Thursday, December 18, 2025

‘Erkeklik krizi’!?

 

Erkek fantezilerini meşrulaştıran faşist ve siyasal İslamcı ideolojilerle hesaplaşmadan algoritmaları suçlamak kolaydır ama asıl nedeni görünmez kılan politik bir kaçıştır.

Geçen hafta Oksijen’de yayımlanan bir yorum, İstanbul Erkek Lisesi’ndeki bir olayı merkeze alarak “erkeklik krizini”, “algoritmaların ebeveynliği”kavramıyla açıklamaya çalışıyor; çocukların sosyal medyada nefret, kadın düşmanlığı içeriğiyle beslendiğini vurguluyordu. Bu tespit önemli: Gerçekten de dijital platformlar nefret söylemi, cinsiyetçilik için yankı odası işlevi görüyor, özellikle genç erkekleri keskin kutuplaşmalara, toksik erkeklik modellerine itiyor. Ancak bu çerçevede algoritmaları “tehlikeli bir teknoloji” olarak anlatırken dikkatli olmak gerekir. Çünkü algoritmaların neyi öne çıkaracağı, egemen siyasal iklim, kültürel arzular tarafından belirleniyor. Toplumda güçlenmekte olan bir kadın düşmanlığı, homofobi, şoven milliyetçi erkeklik ideali olmasaydı algoritmalar bu kadar hızlı, yaygın nefret üretemezdi.

FANTEZİNİN SİYASALLAŞMASI

Modern faşist hareketlerin neredeyse tamamında, erkeklik bir “restorasyon projesi” olarak kurgulanır: Kadınların özgürleşmesine, LGBTİ+ varoluşuna, çoğulculuğa karşı “kaybedilmiş iktidarı geri alma” vaadi, ekonomik baskılardan, yalnızlıktan bunalan erkeklere bir tür duygusal kaçış sunar. Bu siyaset, erkek şiddetini, kadın bedenini kontrol etme arzusunu “ahlak”, “gelenek”, “milletin bekası” gibi kavramlarla kutsallaştırarak en radikal erkek fantezilerini bile normalleştiren bir atmosfer yaratır.

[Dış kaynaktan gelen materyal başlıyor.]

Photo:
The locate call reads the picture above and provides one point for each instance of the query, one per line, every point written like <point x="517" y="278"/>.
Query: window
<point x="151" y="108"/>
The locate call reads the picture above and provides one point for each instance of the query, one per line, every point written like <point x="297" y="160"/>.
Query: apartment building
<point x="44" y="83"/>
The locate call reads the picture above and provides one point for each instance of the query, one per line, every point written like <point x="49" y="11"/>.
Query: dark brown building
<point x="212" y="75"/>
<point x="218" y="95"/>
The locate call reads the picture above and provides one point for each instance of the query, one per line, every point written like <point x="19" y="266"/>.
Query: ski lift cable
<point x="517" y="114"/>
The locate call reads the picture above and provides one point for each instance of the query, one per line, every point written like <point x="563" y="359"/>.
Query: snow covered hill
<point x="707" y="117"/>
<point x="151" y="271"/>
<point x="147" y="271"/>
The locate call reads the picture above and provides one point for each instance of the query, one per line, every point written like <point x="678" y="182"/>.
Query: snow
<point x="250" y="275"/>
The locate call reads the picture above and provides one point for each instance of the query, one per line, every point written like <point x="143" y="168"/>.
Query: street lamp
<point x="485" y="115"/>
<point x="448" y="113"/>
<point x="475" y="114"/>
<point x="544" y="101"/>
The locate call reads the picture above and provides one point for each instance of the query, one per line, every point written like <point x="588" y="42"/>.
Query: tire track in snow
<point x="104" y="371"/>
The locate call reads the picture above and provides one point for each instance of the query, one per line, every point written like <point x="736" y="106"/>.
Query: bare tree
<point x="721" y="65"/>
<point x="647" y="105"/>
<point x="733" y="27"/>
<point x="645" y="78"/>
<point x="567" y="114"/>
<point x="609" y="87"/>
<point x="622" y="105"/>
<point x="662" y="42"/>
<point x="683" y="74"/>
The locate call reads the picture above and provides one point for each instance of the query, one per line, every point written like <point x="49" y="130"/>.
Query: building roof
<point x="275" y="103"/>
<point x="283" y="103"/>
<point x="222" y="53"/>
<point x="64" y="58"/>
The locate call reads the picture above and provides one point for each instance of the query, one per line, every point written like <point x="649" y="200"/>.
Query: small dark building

Bu atmosferde genç erkekler, yalnızca algoritmaların sürüklediği pasif tüketiciler değildir; tersine, faşizan erkeklik mitolojilerine aktif bir biçimde özne olarak davet edilirler. 

(...)

‘KRİZİ’ NEREYE YERLEŞTİRMELİ? 

Yazar, okulu, algoritmaları tartışırken toplumsal cinsiyet eşitliğini cesaretle savunuyor ancak erkekliği daha geniş bir iktidar rejiminin parçası olarak ele almayınca önemli bir fırsatı kaçırıyor. “Erkeklik krizi”, yalnızca “kontrolsüz teknoloji” sorunu değil, “süreç olarak faşizmin” şoven milliyetçi, dindar, egemen erkek tipini ideal vatandaş modeli olarak dayatan yapısal bir dönüşüm sürecinin ürünü.

Çözüm, yalnızca “okul iklimini dönüştürmek”, “ebeveynleri, çocukları algoritma okuryazarlığı konusunda eğitmek”ten ibaret olamaz. Bu, siyasal iktidarın -yazarın unuttuğu- özelliklerini düşününce olanaklı da değildir.